What are your thoughts? Has anyone experienced difference in treatment during hospital births when they had a birth plan vs. no birth plan? I’d love to hear from you on this subject!

Your Comments

7 Comments so far

  1. shareen says:

    Even with a birth plan, the doctors and nurses are not willing or understanding. Anything besides the norm is evil and uneducated.

  2. Jessica says:

    This couple clearly *had* a birth plan. Do you really believe that having it in print would have made so much difference? The staff questioned the vbac decision after she gave birth and the /method of delivery of vitamin K/ (not even IF the bit. K would be administered.) I believe that they would have turned up their noses at a “birth plan.”

  3. Kathi says:

    It’s so hard to know in this case if a birth plan would have made a difference or not. I’d say, certainly, in a planned hospital birth they are essential. But this was a planned homebirth transfer, which, unfortunately, are often met with hostility by hospital staff. If I had to place a bet, I’d guess that that was really the underlying fuel for this fire – the staff’s displeasure over that choice. Who knows though. It may be a good plan to have one in your back pocket just in case.

  4. Desiree says:

    I love your blog, it has changed my life, but I have to respectfully disagree with you on this one. My first birth was in a hospital. I followed all the advice- had a concise, one page birth plan, gone over, “approved” and signed by my OB well in advance. The hospital received a copy with my registration forms in advance, and every staff person involved received a copy when I was there to give birth.

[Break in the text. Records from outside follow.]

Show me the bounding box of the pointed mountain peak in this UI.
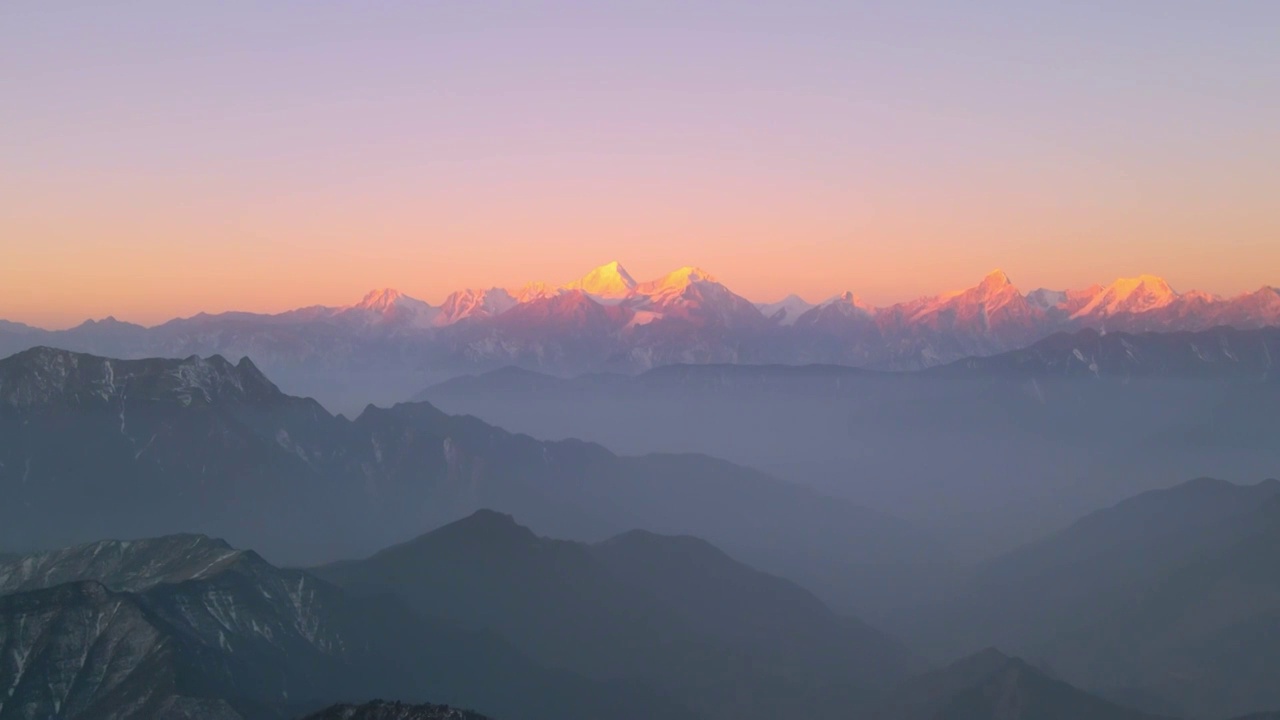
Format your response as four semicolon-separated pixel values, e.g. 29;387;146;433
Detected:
564;260;636;299
356;287;422;313
508;281;561;304
1071;275;1178;319
827;290;867;307
666;265;719;284
978;268;1014;290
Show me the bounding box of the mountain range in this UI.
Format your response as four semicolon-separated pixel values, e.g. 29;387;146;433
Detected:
416;328;1280;561
0;263;1280;411
0;527;692;720
0;511;1249;720
312;511;922;720
0;348;943;610
904;478;1280;717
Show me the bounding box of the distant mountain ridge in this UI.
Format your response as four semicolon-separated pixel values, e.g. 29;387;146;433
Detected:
0;263;1280;406
915;478;1280;717
0;348;941;617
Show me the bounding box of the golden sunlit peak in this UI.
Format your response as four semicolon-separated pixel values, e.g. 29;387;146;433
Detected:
564;260;636;299
982;268;1014;287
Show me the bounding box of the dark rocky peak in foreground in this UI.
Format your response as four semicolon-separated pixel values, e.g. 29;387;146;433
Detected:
0;347;284;409
0;534;246;594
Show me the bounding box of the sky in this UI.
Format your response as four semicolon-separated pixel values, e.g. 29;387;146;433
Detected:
0;0;1280;327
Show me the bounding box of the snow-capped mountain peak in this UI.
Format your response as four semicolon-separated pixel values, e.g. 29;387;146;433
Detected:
436;287;516;325
353;287;430;315
755;293;813;325
1071;275;1178;319
1027;287;1068;310
636;266;719;296
564;260;636;300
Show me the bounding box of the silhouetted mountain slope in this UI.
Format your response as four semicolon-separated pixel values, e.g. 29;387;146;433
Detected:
316;511;913;717
920;478;1280;652
0;536;696;720
928;327;1280;380
933;659;1172;720
0;263;1280;411
419;329;1280;559
0;348;936;614
856;648;1172;720
1044;497;1280;717
916;479;1280;717
302;701;488;720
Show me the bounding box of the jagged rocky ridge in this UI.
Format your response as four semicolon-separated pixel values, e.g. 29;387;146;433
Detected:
315;511;920;720
0;263;1280;410
0;536;686;720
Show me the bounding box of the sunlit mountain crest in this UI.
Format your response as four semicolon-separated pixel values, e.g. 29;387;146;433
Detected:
563;260;636;300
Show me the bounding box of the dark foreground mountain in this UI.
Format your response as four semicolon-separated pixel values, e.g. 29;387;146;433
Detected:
915;479;1280;717
316;511;916;719
302;700;489;720
419;328;1280;559
0;348;937;617
0;536;687;720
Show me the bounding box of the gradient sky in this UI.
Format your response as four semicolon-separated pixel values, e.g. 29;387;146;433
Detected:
0;0;1280;327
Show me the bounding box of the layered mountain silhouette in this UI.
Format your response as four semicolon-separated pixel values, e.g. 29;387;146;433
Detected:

    The nurses laughed and said birth plans were “dumb.” Everyone did whatever they wanted, followed their routine, despite my wishes. Horrible things were done to me, my baby, and our family of three for no reason other than routine.

    My situation is not unique. Unfortunately, in most cases it is much safer for everyone in your family to give birth at home. Even in risky homebirth situations, you have to weigh in the abuse and assault you, your baby and your family will most likely receive at the hospital. I would give birth alone in field in the middle of nowhere if I had to, to avoid the hospital experience. Unfortunately, like most others, I had to learn this the hard way. I am so happy for the babies and mothers who were fortunate enough to have figured out homebirth’s awesomeness before their first was born.

  5. Hi Kaitlin. I am truly sorry to hear of the Cooper’s story and any story where simple desires and wishes of new parents are deemed criminal. It is disturbing and I hope a greater inquiry will be made into this scenario and all scenarios like this.

    Yes, a birth plan can be helpful to create an empowered hospital experience, and it definitely helped me understand what I could and could not say no to, but there is much more to it than that. Hospitals are businesses. Different hospitals have different policies and procedures that make their business work. It is important, in addition to writing a birth plan (no matter where you birth, as I feel it is an empowering exercise either way) to determine EXACTLY what are the policies and procedures of the hospital you are birthing at or may be transferred to. When we know the lay of the land there are not as many surprises. Full disclosure and clarity is what we are after. It is also crucial to realize that the best laid plans can go awry. Birth is unpredictable. Birth also brings out unconscious beliefs, attitudes and behaviors. That is why I am so interested in working through those unconscious beliefs, attitudes and behaviors long before the first labor pang. This inquiry is at the heart of my Sacred Birth Work. I am grateful for your blog as it is clear that we all need to be talking about how it is that we can create an empowered, sacred birth, no matter where we birth.

    Keep writing Kaitlin! The world needs you!!